Appeal from a judgment of the superior court for Chehalis county, Sheeks, J., entered March 18, 1911, upon findings in favor of the defendant, after a trial on the merits before the court without a jury, in an action upon a check.
Affirmed.
W. H. Abel, for appellant.
O. M. Nelson, for respondent.
Reported in 118 Pae. 624.

Opinion:
Mount, J.
— The plaintiff brought this action to recover upon a check issued by the defendant company to him. The case was tried to the court without a jury. The court concluded that the plaintiff had not complied with his contract, and dismissed the action. The plaintiff has appealed.
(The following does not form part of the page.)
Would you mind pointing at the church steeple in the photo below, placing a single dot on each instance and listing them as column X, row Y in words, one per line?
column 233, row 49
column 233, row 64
There is no dispute upon the facts. The court made the following finding, which is not excepted to and is conceded to be the facts in the case:
"That on or about October 14, 1909, the defendant applied to the plaintiff, through its president R. L. Boyle, and J. T. Durdle, one of its directors, for a loan in the sum of $50,000 to be made on defendant's property at Keller, Washington; that plaintiff represented to defendant that it would be necessary for him to go personally and make an examination of defendant's property, and that his charges or fees for such personal service or examination of said property was $50 per day and expenses, and that it would take him four days to make this examination, and his expenses would be about $40; that it was thereupon agreed between the parties hereto that plaintiff in person should go and make the examination, and he agreed to meet a representative of the defendant, to wit, its president R. L. Boyle, on his way to make the examination of said property, and that they together should go to the said property and not otherwise ; that in pursuance of this agreement, defendant issued its check to plaintiff in the sum of $240 to cover the latter's per diem fees and expenses; that plaintiff did not go personally nor did he offer to go personally after the completion of the contract, to examine the said property, nor did he arrange or attempt to arrange to meet the representative of the company as agreed; that plaintiff's failure to go in person was not on account of any failure to pay the said check nor on account of any failure nor neglect on the part of the defendant."
Appellant argues that, because he was not the agent of the defendant, but was the agent of an undisclosed principal who was the one to be satisfied with the security, it was immaterial whether the plaintiff personally examined the property or sent some other man to do so. This would no doubt follow if there had been no specific contract for personal services, but here the parties agreed upon a personal examination by the plaintiff, and the check was given in pursuance of that contract. Plaintiff was bound by the contract, and was not at liberty to violate it by securing the services of some other man to do what he had agreed to do personally, without authority from the defendant, who had issued the check to pay the expenses and per diem of the plaintiff personally. The defendant was willing to pay the plaintiff $50 per day for his time, but might have been, and no doubt was, unwilling to pay some other man that amount. The court was right in denying the recovery.
The judgment is therefore affirmed.
Dunbar, C. J., Parker, Fullerton, and Gose, JJ., concur.